Depending on temperature and thousands of other factors, primary fermentation can last from 5-14 days (on a pure yeast culture) to one and a half or even more months – on a yeast sourdough. In any case, while inside the bottle there is a movement of layers, bubbling, the shutter rumbles, and the glove still “sends greetings from the USSR”, we don’t touch or turn over the wort, without preventing the yeast from continuing its proud work. As soon as the fermentation is over, we drain the liquid from the sediment through a tube, if necessary, we clarify it using one of these methods.

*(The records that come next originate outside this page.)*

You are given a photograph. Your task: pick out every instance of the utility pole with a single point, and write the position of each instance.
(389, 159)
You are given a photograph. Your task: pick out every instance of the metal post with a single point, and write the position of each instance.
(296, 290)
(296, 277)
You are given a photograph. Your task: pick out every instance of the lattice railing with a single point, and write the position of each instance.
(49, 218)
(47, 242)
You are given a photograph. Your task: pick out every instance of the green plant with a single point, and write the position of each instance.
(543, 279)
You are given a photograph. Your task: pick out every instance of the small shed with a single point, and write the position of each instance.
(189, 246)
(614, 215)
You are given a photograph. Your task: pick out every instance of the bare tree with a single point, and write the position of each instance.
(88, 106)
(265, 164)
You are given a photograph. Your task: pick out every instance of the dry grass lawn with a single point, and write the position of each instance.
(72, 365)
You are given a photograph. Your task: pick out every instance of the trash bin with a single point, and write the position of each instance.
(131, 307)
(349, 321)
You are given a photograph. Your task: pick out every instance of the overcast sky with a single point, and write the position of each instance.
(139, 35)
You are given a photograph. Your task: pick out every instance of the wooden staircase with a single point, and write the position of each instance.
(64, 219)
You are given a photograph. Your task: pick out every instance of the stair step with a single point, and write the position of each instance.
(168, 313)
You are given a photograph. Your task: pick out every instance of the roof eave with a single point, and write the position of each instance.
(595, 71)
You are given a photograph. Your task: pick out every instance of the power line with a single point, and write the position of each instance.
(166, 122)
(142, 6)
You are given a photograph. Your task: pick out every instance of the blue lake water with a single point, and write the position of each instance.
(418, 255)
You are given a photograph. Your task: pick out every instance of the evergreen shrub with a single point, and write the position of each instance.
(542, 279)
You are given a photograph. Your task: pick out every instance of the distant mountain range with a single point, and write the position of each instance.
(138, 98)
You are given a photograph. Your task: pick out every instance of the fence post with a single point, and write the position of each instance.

secondary fermentation. Bottling and storage
We got young wine from jam with yeast, or rather with their remnants. The process will continue for a long time, albeit slowly. In order for it to flow correctly, the vino needs to be poured into a smaller bottle, so that the liquid occupies 90-95% of the volume – no less, this is an important point! We rearrange the fermenter in the basement or other room with a constant low temperature, ideally – 13-15 degrees. We put the water seal in place – let it gurgle again.
In the process of secondary fermentation, the yeast will finally “finish its own”, the wine will be clarified, gaining aroma and taste. The corpses of yeast, together with the remnants of insoluble substances from the raw materials, will fall out in the form of a dense, homogeneous precipitate – it must be disposed of by decanting as needed, once a month or two. Fermentation lasts up to 3-5 months, its completion is determined by the complete clarification of the wine, dry taste and the absence of a hint of sediment.
Now our wine can be “finished” – sweetened a little if necessary or fixed for better storage – read in this article how and why to do this. It is advisable to keep the finished wine in a warm place for a little longer to make sure that fermentation has not resumed. If everything is fine, we bottle the drink. According to the recipe, homemade wine from jam should “rest” in a dark, cool place for at least another six months, after which you can slowly start tasting. Be it!